Clinical advances and drug approvals are helping to propel biotech stocks
The promise of new cancer therapies coming out of last week's American Society of Clinical Oncology (ASCO) meeting in Chicago has helped restore vigor to the biopharmaceutical industry. It has also gotten a boost from a spate of new product approvals and generally upbeat earnings reports this year.
Genentech and Merck KGaA, the European partner of ImClone Systems, created some excitement at the ASCO meeting. Genentech reported on Phase III trials of Avastin, one of a new generation of antiangiogenesis drugs. In combination with chemotherapy, the monoclonal antibody improved survival rates for advanced colorectal cancer patients by 50%.
Merck reported on seeing antitumor activity using ImClone's monoclonal antibody Erbitux against colorectal, head, and neck cancers. Merck says the results confirm the value of targeted therapies such as Erbitux, which inhibits cancer cell growth by blocking the epidermal growth factor receptor (EGFR). The company plans to apply for European approval this summer.
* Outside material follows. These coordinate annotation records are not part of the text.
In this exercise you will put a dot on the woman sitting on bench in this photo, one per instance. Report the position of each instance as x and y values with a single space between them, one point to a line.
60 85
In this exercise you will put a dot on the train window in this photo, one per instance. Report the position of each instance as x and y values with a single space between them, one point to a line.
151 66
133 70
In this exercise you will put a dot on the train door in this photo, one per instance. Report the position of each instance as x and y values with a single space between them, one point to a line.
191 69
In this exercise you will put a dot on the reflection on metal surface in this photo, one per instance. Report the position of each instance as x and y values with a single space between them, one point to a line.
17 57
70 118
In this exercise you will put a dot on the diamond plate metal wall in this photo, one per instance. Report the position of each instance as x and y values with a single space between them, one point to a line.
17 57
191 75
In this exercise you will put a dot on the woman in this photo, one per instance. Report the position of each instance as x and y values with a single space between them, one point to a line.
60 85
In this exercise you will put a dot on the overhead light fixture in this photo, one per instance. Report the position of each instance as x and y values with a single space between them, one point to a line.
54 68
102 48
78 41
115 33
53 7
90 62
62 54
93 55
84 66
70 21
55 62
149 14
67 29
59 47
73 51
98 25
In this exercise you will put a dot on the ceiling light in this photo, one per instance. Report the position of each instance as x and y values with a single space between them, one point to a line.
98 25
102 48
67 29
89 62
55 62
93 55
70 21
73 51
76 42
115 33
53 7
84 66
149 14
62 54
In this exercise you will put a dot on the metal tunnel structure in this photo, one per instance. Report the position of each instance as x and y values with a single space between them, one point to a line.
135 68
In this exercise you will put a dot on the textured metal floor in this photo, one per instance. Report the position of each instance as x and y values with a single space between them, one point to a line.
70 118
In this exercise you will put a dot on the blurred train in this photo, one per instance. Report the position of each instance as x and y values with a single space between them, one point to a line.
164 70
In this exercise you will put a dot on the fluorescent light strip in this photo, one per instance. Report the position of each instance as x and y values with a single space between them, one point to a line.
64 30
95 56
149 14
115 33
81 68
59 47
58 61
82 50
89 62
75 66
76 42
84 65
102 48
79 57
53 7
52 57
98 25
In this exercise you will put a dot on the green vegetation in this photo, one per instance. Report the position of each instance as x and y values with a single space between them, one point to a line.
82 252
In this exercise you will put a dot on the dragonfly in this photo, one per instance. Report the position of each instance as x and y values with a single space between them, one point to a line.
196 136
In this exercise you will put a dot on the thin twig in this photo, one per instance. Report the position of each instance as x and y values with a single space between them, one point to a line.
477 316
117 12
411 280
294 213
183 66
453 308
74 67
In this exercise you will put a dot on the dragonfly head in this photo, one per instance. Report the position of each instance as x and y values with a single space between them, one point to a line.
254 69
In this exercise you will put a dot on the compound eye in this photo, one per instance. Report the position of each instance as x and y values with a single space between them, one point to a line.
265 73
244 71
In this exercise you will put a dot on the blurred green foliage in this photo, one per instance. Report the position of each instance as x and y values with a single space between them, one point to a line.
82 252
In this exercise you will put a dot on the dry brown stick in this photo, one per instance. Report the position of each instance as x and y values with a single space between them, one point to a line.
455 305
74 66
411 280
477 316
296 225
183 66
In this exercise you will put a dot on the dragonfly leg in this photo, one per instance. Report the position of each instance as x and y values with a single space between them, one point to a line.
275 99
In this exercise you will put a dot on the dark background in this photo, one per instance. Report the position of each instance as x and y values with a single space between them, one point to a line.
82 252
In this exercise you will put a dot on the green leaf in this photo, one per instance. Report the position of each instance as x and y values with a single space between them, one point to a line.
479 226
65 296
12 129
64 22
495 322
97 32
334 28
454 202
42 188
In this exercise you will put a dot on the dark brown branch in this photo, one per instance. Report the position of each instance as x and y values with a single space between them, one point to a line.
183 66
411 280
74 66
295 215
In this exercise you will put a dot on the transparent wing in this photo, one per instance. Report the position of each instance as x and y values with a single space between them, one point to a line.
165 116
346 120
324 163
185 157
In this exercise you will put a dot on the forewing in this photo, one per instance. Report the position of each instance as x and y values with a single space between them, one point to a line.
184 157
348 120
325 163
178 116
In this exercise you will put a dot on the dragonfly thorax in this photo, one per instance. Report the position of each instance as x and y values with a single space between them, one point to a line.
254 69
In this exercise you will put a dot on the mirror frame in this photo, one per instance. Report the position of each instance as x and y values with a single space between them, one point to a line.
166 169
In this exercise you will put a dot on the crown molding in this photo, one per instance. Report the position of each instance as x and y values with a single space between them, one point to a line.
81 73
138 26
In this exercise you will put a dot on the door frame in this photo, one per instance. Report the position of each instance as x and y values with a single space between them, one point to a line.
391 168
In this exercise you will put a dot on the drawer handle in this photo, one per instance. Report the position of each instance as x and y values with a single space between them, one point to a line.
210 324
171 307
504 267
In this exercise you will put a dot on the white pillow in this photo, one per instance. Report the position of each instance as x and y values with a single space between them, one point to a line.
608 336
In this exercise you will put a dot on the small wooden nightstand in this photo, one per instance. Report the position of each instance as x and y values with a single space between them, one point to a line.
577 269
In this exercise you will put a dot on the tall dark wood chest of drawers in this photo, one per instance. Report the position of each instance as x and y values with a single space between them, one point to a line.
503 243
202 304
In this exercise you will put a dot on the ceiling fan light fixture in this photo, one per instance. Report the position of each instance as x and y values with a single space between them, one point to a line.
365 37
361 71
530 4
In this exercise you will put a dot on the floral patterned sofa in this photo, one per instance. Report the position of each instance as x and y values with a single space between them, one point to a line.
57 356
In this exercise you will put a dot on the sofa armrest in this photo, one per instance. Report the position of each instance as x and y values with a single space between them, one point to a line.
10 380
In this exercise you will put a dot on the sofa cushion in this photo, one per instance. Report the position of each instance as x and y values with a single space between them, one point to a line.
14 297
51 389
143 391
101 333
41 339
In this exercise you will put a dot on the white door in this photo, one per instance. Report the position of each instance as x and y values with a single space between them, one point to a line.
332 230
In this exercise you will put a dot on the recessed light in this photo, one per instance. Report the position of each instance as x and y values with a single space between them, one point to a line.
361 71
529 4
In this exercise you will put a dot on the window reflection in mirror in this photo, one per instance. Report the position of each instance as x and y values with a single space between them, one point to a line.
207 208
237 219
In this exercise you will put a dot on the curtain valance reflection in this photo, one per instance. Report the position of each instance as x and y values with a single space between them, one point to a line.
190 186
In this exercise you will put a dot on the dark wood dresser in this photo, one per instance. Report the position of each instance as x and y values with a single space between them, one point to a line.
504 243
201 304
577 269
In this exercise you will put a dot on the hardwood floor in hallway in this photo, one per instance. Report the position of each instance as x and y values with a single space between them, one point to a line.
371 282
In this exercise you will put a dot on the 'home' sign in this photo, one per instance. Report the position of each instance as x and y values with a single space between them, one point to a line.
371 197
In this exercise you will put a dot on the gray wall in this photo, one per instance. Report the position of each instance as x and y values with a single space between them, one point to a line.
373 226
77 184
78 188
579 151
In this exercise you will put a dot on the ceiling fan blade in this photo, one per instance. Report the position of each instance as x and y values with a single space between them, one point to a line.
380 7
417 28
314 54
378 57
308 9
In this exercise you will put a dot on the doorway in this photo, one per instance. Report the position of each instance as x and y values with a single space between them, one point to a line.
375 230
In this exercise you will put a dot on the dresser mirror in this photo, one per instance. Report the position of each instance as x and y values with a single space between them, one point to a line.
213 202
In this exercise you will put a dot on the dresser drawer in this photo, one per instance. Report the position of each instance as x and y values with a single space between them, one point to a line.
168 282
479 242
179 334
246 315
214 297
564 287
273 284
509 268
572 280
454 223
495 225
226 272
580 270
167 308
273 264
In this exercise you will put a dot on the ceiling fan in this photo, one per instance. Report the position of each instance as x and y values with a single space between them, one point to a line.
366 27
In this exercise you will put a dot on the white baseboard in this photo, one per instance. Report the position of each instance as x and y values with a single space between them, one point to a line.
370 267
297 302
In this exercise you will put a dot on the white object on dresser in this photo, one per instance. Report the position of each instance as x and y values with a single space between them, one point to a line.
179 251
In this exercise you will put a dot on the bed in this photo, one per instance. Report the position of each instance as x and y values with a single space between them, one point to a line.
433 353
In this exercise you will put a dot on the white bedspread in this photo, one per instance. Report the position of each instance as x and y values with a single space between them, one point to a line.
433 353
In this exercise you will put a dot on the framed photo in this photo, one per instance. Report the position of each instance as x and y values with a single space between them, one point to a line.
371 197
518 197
Back in late 2001, FDA's refusal to review ImClone's Erbitux application initiated a chain of events--including a collapse of the company's stock and the resignation of its management--that weakened confidence in large collaborative deals. Now, ImClone and its U.S. partner Bristol-Myers Squibb want to discuss Merck's results with FDA.
In general, signs from FDA and its new commissioner are positive. The agency has approved several new drugs already this year, including two for cancer: Millennium Pharmaceuticals' Velcade and AstraZeneca's EGFR-inhibitor Iressa. FDA also wants to improve the process for developing and evaluating cancer therapies (see page 18).
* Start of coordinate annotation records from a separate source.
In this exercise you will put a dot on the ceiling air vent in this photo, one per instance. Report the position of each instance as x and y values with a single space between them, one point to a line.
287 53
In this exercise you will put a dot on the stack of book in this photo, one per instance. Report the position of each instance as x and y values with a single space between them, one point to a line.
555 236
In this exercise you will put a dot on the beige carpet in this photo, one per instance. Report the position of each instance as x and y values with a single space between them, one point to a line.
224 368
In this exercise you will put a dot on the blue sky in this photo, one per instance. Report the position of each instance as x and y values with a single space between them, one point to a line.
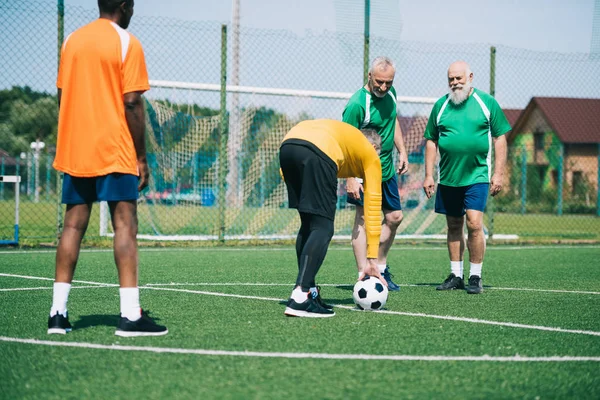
545 25
542 46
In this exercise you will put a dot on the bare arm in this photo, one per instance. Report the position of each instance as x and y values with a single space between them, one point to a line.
430 155
134 113
402 155
499 164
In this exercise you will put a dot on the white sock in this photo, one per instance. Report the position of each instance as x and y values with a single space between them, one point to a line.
60 295
456 267
299 296
130 303
475 270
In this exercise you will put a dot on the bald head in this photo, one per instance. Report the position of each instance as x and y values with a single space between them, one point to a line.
459 81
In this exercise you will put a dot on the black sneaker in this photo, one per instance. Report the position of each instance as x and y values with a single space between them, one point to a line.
320 301
144 326
58 324
452 282
475 285
392 287
308 308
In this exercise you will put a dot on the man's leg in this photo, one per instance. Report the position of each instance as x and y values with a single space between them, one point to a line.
77 217
316 232
133 322
359 239
391 222
476 246
124 221
455 241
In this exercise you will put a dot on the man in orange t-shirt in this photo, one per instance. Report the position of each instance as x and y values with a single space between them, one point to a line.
101 150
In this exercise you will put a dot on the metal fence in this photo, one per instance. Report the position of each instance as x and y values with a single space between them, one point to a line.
277 78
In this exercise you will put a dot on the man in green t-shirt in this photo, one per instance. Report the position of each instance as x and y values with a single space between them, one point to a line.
465 125
374 107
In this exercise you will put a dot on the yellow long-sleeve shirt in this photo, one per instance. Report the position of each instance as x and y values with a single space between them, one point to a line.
354 156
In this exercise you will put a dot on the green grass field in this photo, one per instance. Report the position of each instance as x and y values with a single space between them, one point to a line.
534 332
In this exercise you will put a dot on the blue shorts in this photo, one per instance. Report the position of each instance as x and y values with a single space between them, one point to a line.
112 187
390 198
455 201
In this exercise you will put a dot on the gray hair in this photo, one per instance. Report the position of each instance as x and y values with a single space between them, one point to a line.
373 138
382 61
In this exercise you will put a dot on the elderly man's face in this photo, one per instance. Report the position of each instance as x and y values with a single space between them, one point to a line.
457 78
381 80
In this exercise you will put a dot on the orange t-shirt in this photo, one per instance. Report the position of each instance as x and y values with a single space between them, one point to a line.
100 62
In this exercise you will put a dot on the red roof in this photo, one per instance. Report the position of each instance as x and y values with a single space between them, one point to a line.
573 120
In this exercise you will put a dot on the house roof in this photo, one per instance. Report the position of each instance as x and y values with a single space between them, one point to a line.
573 120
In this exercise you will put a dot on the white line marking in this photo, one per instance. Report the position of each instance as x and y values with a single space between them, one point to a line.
409 314
40 278
326 356
348 284
292 249
50 288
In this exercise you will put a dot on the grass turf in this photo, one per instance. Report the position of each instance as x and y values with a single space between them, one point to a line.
211 321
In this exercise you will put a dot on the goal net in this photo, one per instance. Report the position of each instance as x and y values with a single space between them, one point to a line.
183 135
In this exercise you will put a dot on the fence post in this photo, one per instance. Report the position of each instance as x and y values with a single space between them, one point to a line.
523 179
59 39
598 183
490 207
2 174
366 41
561 154
222 171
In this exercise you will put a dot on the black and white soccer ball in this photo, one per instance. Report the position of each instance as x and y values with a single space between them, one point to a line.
370 294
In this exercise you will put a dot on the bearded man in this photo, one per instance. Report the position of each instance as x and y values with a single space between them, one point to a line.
373 106
465 125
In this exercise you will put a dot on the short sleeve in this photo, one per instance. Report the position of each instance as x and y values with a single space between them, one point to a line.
135 74
353 114
431 131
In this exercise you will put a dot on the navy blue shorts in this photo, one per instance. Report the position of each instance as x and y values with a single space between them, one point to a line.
390 198
112 187
455 201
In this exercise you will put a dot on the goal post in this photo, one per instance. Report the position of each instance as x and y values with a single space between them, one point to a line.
182 140
4 240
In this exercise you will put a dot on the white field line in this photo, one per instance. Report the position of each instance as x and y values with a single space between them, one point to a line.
39 278
409 314
350 284
149 285
326 356
50 288
292 249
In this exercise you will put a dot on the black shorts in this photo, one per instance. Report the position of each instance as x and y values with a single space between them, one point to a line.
310 177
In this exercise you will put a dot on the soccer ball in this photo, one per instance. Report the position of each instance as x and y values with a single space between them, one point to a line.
370 294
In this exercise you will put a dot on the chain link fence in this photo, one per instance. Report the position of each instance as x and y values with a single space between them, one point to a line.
203 187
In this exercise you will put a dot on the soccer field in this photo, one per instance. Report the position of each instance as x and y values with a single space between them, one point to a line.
533 333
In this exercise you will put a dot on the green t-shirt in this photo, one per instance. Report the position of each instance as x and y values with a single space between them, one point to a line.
368 111
464 134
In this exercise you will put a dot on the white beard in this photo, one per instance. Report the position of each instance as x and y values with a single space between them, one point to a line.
460 95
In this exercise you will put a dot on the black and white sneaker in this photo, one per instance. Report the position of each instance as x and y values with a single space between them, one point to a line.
309 308
319 300
58 324
144 326
452 282
475 285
Stock prices have been climbing in response to all the recent good news. Genentech's share price jumped 45%, to $54.85 per share, on May 19 when it released early Avastin results. Following its ASCO presentation, Genentech's shares rose again to trade above $73. And ImClone's stock bolted from around $20 to more than $38 per share last week.
The entire biopharmaceutical sector has gained about 40% in market value since mid-April. "We haven't seen this much positive movement since the genomics bubble in 2000," says G. Steven Burrill, CEO of the merchant bank Burrill & Co. Early in that year, biotech company stocks briefly skyrocketed as a draft of the human genome was completed.
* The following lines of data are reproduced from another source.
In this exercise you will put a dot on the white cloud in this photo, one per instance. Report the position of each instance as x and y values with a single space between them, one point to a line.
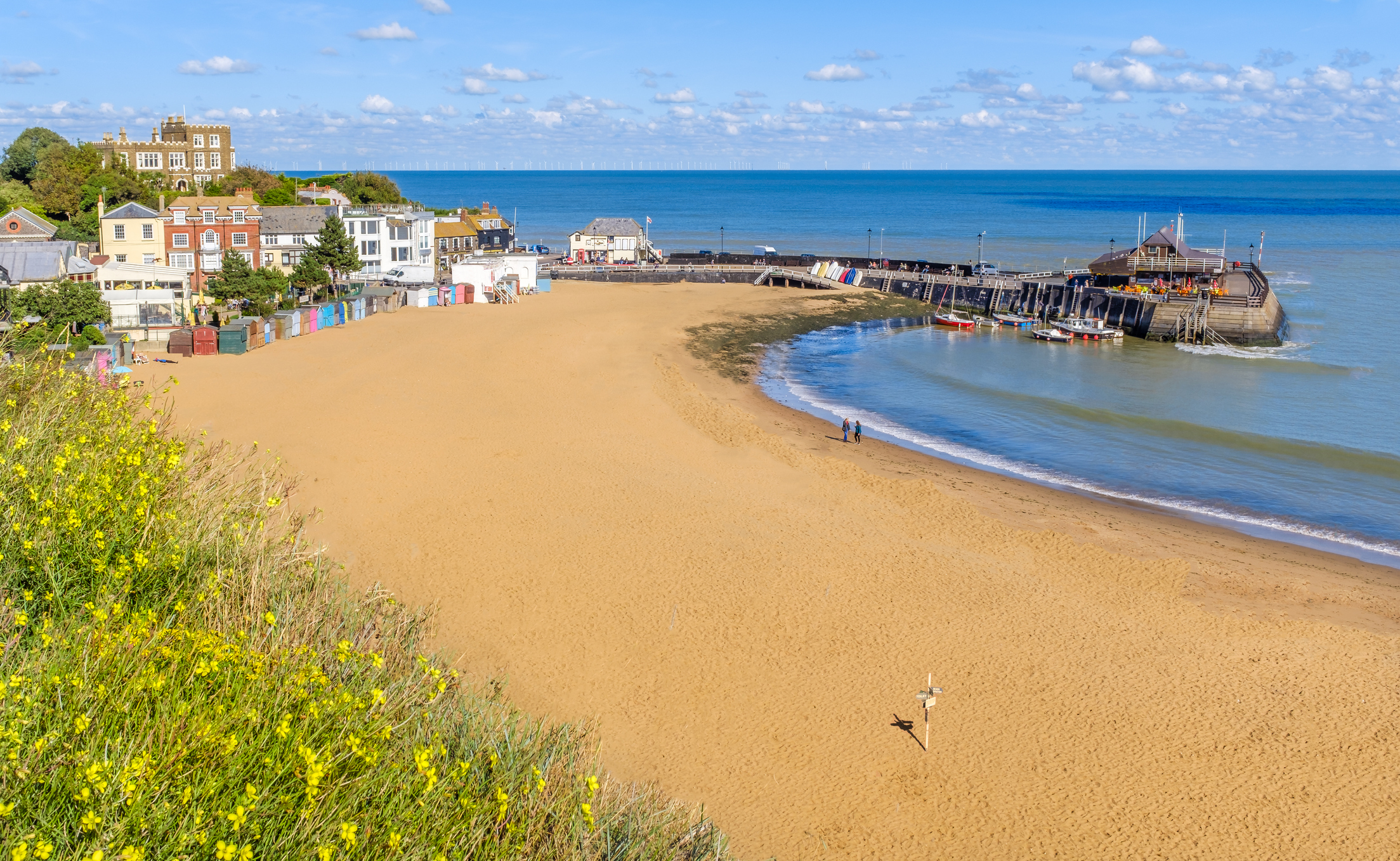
836 73
218 66
982 119
478 87
377 104
492 73
1148 46
679 96
387 31
1326 77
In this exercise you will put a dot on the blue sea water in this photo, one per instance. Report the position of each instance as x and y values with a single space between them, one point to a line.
1298 441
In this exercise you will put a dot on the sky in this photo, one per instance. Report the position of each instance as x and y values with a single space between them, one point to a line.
887 86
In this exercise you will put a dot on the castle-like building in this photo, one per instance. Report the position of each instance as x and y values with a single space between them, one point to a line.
191 156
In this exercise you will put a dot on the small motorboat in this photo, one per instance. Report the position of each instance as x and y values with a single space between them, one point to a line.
1088 330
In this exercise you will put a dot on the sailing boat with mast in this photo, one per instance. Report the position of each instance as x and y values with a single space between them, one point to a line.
951 318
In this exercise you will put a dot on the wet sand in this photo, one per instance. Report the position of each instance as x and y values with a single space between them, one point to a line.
748 607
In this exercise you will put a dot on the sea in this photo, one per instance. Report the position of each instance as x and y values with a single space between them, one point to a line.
1298 441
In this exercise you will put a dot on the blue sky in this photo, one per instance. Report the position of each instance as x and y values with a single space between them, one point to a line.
400 83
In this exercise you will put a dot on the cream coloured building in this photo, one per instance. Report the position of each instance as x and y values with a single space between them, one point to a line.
132 234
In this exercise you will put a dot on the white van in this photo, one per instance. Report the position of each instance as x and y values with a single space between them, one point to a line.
409 273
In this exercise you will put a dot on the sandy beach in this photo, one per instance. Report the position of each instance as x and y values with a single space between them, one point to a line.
747 607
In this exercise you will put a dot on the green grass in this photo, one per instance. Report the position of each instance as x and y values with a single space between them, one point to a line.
186 678
733 346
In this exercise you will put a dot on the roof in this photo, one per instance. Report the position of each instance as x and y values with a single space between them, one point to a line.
132 210
292 220
452 229
221 204
612 227
36 224
29 265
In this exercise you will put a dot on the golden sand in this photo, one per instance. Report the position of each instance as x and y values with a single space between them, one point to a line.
748 607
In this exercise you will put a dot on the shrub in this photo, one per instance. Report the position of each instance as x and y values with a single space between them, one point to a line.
186 678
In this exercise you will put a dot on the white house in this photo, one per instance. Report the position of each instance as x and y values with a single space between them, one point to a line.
608 241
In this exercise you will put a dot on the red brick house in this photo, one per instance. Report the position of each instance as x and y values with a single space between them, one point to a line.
199 230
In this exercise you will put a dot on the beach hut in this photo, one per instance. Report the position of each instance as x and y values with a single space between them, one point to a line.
181 342
205 340
233 339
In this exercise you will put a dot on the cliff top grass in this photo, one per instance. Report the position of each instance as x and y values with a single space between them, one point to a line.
185 676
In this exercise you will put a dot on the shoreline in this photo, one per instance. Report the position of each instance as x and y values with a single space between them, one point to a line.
744 605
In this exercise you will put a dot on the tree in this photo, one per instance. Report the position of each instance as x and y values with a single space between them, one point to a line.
58 181
334 250
22 157
65 303
310 276
235 279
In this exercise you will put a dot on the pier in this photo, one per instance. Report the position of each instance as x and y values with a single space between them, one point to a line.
1246 314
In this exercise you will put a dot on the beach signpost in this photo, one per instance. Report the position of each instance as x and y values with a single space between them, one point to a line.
929 696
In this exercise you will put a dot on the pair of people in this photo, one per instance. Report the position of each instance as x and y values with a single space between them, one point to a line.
846 430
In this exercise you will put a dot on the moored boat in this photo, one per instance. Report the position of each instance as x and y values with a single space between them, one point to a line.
952 320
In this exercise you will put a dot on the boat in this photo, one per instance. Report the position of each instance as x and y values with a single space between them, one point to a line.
1088 330
952 320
However, there's a significant difference this time, Burrill notes. "This recovery is based on far more than hope and hype--it's based on real products, real revenue streams, and real market sustainability," he says.
Biopharmaceutical firms are hoping this is true. With investor interest lagging since mid-2000, the industry has slipped into a period of consolidation and cost-cutting. But one apparent vote of confidence has already emerged; Schroder Ventures Life Sciences is out looking for investments after closing a new $400 million venture-capital fund on June 4.